Es wird trotz allem klar: So eine Reise bietet keine Wunderheilung. Die Erkrankung ist echt und sie ist da. Regina Egger akzeptiert dies und beginnt, ihr Leben wieder zu gestalten. Angereichert von intensiven Sinneseindrücken spiegelt die Erzählung wider, wie die Autorin es schafft, sich ins „Hier und Jetzt“ zu holen, den Moment zu genießen, nichts tun zu müssen und einfach zu sein. Oder wie es ein kleiner Junge, der die Autorin nach einem Seebad in Sachsen Anhalt beim Dösen beobachtet, unbeabsichtigt treffend auf den Punkt bringt: „Die Frau muss gar nix. Die macht, was sie will.“ (120)
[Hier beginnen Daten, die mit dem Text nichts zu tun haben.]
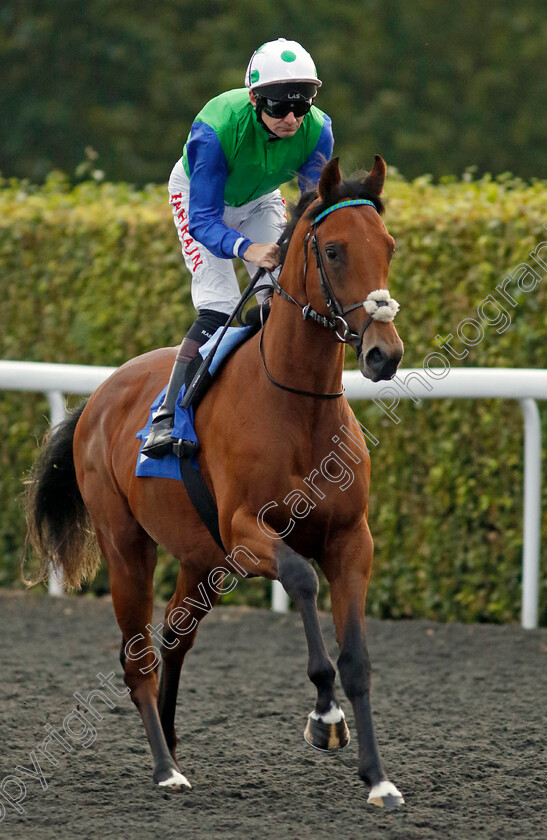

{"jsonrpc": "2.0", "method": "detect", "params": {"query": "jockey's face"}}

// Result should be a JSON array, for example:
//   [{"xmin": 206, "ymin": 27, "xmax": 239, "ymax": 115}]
[{"xmin": 249, "ymin": 91, "xmax": 304, "ymax": 137}]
So kann man beobachten, wie Regina Egger wieder zunehmend an Perspektive für ihr Leben zurückgewinnt, wie sie wieder Wünsche und Vorhaben formuliert – und Betroffene von Depressionen wissen, wie unmöglich dies scheinen kann, wenn die Depression schwer auf der Brust wiegt. Und dann, wenn man sich schwer vorstellen kann, dass es je wieder besser und man je wieder „man selbst“ wird, dann kann dieser Reisebericht in der Tat Mut machen. „Eine Handvoll Morgen“ kann sachte und leichtfüßig dazu ermutigen, die ganz persönliche Form der Entdeckungsreise zu finden, um so über die eigenen Grenzen hinaus wieder die eigenen Möglichkeiten zu erkennen.